On a tous une histoire – Mylène Rouleau : Une expérience de vie au profit d’autrui

Mylène Rouleau

On a tous besoin d’aide un jour ou l’autre. Je sais de quoi je parle, j’ai vécu beaucoup de choses dans ma vie. Et aujourd’hui, j’aimerais partager un peu pourquoi je suis si reconnaissante envers La Cité.

Je suis étudiante au programme de Techniques de réadaptation et de justice pénale, dans le cadre duquel on nous prépare à soutenir des personnes susceptibles de faire face au système judiciaire ou carcéral ou à aider celles qui en sortent à réintégrer la société.

Un choix longuement mûri

Mon choix de programme n’est pas un hasard, c’est une décision qui a été longuement réfléchie et qui a été influencée par ce que j’ai vécu.

Un jour, j’ai pris mes cliques et mes claques et j’ai quitté ma région de Prescott-Russell pour me retrouver dans un centre d’hébergement pour femmes situé à Kingston. Je devenais soudainement mère monoparentale et j’avais besoin d’aide.

Mon séjour là-bas a duré près de trois mois. Et c’est ce dernier qui m’a éventuellement incitée à m’inscrire à La Cité. Bien que j’aie toujours su au plus profond de moi que j’étais destinée à aider les gens, les femmes avec qui j’ai échangé et la directrice de l’organisme qui avait complété une formation similaire m’ont beaucoup inspirée.

Demandez et vous recevrez

Une fois à La Cité, j’ai continué à vivre quelques moments un peu rough. J’ai eu la chance de pouvoir compter sur une prof extraordinaire, Nadine Crégheur, une personne au grand cœur qui a vu ma détresse et qui m’a encouragée à faire appel aux services de La Boussole.

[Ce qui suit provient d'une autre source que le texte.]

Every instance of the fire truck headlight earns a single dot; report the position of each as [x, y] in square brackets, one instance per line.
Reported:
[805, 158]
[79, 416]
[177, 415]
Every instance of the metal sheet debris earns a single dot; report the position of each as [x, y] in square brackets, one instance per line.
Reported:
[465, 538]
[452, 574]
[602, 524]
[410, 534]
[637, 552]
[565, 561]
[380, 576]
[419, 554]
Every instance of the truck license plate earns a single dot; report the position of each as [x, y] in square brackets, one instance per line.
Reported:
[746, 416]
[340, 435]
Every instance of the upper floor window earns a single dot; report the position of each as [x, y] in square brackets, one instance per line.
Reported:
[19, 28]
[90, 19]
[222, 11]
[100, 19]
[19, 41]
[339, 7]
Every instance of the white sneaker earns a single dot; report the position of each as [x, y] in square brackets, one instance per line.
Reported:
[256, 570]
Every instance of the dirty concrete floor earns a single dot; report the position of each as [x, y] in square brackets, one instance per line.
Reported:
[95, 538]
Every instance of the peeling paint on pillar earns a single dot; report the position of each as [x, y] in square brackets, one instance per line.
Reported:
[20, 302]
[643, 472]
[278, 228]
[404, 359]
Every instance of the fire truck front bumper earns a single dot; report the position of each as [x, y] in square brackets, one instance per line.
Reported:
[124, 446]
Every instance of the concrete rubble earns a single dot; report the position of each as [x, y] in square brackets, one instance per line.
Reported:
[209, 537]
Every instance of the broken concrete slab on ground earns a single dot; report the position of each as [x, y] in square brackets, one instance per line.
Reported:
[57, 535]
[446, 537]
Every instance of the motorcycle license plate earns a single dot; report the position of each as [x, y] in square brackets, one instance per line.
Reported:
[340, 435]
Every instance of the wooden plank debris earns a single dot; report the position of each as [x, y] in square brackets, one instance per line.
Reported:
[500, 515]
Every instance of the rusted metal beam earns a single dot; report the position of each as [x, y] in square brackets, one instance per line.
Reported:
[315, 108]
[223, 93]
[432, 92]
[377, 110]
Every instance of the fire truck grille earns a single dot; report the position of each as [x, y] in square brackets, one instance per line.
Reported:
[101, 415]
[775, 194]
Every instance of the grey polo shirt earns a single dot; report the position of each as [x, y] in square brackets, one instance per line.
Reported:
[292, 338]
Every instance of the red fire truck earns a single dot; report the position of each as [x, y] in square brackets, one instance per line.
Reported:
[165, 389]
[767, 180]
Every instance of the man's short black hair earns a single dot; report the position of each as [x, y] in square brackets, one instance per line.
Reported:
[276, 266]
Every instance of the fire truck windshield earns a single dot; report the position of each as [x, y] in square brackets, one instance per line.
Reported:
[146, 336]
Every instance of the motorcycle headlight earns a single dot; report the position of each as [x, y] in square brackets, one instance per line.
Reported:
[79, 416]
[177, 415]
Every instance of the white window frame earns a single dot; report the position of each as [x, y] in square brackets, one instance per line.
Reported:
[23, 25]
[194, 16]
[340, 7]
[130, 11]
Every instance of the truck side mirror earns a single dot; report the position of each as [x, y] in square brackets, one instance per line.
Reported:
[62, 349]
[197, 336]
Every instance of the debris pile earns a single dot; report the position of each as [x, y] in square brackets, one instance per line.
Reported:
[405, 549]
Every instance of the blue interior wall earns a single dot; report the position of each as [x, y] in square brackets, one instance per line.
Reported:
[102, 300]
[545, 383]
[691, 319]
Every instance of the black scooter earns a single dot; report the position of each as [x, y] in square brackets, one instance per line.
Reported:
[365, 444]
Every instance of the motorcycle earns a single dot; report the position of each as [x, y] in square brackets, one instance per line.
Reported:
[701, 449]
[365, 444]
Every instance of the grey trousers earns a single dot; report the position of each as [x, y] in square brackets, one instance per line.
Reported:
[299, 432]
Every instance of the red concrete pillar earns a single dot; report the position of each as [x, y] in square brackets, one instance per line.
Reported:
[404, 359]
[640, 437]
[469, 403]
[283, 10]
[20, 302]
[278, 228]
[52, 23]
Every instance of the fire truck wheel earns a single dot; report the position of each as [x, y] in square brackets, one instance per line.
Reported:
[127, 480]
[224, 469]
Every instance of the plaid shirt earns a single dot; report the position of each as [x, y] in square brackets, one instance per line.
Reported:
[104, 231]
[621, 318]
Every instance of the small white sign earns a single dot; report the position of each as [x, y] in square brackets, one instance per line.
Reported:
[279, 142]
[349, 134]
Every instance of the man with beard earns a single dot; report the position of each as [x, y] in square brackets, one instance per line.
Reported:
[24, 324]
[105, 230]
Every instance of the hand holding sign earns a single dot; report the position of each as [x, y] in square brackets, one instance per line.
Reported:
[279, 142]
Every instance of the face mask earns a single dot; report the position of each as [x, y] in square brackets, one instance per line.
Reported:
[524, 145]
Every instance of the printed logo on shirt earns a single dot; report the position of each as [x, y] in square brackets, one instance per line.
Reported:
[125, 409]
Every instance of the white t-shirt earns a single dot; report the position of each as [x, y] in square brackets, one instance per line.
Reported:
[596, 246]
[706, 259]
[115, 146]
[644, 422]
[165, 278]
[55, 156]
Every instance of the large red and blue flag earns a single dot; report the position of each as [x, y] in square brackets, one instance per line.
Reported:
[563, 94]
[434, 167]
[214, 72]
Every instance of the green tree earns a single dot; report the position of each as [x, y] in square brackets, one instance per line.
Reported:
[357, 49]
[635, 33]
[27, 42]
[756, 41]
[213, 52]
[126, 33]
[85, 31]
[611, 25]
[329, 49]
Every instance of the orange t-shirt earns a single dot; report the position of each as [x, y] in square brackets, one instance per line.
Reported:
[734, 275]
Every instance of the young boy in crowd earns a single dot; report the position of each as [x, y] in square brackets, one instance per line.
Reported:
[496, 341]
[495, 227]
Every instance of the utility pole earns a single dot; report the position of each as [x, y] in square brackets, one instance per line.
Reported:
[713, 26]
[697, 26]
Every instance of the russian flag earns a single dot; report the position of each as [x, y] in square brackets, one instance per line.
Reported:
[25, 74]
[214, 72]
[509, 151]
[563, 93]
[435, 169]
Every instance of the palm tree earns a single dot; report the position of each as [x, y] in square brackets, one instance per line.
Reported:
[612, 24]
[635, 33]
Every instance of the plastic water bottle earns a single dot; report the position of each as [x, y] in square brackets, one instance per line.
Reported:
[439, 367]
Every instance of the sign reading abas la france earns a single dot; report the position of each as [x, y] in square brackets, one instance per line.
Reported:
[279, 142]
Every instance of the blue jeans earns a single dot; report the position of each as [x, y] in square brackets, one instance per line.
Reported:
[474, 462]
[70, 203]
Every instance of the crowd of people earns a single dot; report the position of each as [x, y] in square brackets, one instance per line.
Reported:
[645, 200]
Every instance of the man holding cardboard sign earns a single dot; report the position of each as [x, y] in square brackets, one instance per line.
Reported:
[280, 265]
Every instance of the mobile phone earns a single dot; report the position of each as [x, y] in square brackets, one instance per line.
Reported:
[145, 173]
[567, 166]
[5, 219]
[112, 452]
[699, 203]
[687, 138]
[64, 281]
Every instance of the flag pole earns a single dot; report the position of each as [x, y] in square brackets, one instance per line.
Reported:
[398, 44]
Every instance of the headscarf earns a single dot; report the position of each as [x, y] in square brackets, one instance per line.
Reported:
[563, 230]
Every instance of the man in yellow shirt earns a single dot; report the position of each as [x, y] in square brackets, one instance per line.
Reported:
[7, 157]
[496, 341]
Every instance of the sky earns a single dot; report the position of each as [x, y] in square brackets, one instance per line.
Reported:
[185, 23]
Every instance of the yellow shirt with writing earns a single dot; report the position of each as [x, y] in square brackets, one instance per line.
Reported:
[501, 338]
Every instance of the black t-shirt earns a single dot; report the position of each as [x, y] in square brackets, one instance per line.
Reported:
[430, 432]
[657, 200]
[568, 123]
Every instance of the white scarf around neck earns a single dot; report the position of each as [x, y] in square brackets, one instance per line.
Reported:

Je ne connaissais pas La Boussole et je pense que trop peu d’étudiants connaissent ses services de soutien psychologique et d’appui à la réussite académique. Les gens qui y travaillent sont dévoués et veulent vraiment nous aider. Alors que je faisais face à des heures d’attente pour parler à quelqu’un dans le système traditionnel, les employés de La Boussole ont été à l’écoute et m’ont offert du soutien à plusieurs niveaux.

J’ai aussi eu la chance de bénéficier d’une bourse. Un jour, je nettoyais ma boîte de courriels et je suis tombée sur un message qui nous invitait à poser notre candidature. Sur le coup, je me suis dit que ce serait vraiment génial mais que je n’avais aucune chance. Finalement, j’ai pris mon courage à deux mains, j’ai rempli le formulaire… et j’ai eu la bourse! La preuve que ça vaut la peine de postuler et qu’il ne faut pas nécessairement avoir un profil parfait pour recevoir des fonds!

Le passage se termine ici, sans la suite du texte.